This year, the Town of Montreal West hosted its very first Zero Waste Challenge during Circular Economy Month. This initiative is part of the Town’s collective effort to strive for zero waste and increase the rate of residual materials diverted from landfill.
Objectives of the Challenge
The Challenge had three main objectives for participating households, which are:
- To learn about your local household waste streams, habits, and literacy.
- To track what goes in your garbage to identify your perception of how much trash your household produces and contrast it with how much is actually produced.
- Optimize your waste management practices, reduce your waste at its source and learn how to take more eco-friendly actions.
How the Challenge worked
The Challenge spanned the course of three weeks, beginning on October 27, 2022. To encourage and build a sense of community, participating households were grouped into teams. An online “trash diary” was provided to participants to log their weekly garbage waste (excluding recycling and compost). As part of this trash diary, the participants had to tally the different types of waste that were present in their garbage bin(s) and weigh the total amount of trash that they produced that week. The team with the largest difference of garbage waste produced wins the challenge (and a unique prize)! The participating households were also given a guide to extra resources, which will also be shared townwide, that addresses the common questions raised while filling out the trash diary as well as suggested blogs, videos, and books to check out.
After calculating the total weight of all the different teams, we are excited to announce that Team RePhil has won the challenge – congratulations! Team RePhil produced the largest difference in the waste produced between weeks 1 and 3. On average, Team RePhil produced 0.655 kg of waste per week, compared to Team Original Mo Wasters and Team No Mo Wasters, which produced 1.85 kg and 1.75 kg respectively. We also found that there were certain items that were commonly wasted among households, some of which included plastic food wrappers, soft and hard plastic packaging, cotton swabs, and chip bags.
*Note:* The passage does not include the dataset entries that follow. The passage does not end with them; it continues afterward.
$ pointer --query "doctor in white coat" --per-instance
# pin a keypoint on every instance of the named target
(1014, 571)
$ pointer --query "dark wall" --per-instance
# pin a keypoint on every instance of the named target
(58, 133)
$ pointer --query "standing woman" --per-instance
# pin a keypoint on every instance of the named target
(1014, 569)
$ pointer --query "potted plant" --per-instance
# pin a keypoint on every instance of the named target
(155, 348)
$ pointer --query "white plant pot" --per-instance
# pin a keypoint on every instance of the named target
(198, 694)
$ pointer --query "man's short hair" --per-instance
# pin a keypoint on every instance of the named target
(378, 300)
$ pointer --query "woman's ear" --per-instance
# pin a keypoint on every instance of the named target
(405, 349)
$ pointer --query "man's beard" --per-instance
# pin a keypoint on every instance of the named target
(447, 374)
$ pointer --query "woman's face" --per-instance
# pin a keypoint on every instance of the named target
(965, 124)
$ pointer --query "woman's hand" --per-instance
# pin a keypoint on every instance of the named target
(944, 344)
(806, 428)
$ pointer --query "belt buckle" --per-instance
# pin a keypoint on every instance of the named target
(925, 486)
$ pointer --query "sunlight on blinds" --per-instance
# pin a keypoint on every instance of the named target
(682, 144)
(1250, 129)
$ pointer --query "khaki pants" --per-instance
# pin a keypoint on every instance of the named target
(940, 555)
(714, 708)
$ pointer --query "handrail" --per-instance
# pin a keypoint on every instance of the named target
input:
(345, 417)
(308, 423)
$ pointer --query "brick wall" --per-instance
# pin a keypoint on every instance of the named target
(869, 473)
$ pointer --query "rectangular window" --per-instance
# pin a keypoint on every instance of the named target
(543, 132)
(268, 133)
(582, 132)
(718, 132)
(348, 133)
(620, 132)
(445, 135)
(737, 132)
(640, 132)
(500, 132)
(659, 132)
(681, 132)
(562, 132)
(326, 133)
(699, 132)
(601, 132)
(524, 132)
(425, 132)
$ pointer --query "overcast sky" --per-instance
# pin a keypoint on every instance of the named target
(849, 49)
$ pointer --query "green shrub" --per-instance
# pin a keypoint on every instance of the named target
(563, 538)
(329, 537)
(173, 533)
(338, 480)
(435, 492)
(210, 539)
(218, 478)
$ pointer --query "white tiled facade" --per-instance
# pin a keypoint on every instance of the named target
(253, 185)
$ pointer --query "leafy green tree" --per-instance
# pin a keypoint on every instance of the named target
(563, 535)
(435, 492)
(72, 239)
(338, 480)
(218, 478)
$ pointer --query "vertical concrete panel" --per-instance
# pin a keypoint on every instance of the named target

Many were surprised by the ubiquitous amount of plastic and mixed material items found in their garbage bin, with one participant noting that “you may as well have lost once that plastic is in your home”. Despite the abundance, many found ways to repurpose and recycle items that would have otherwise been landfilled. The challenge also provided a platform for households to share resources with each other. Overall, the challenge was a success with most participants noting that they have learned something new, and we hope to continue our zero waste efforts into the new year.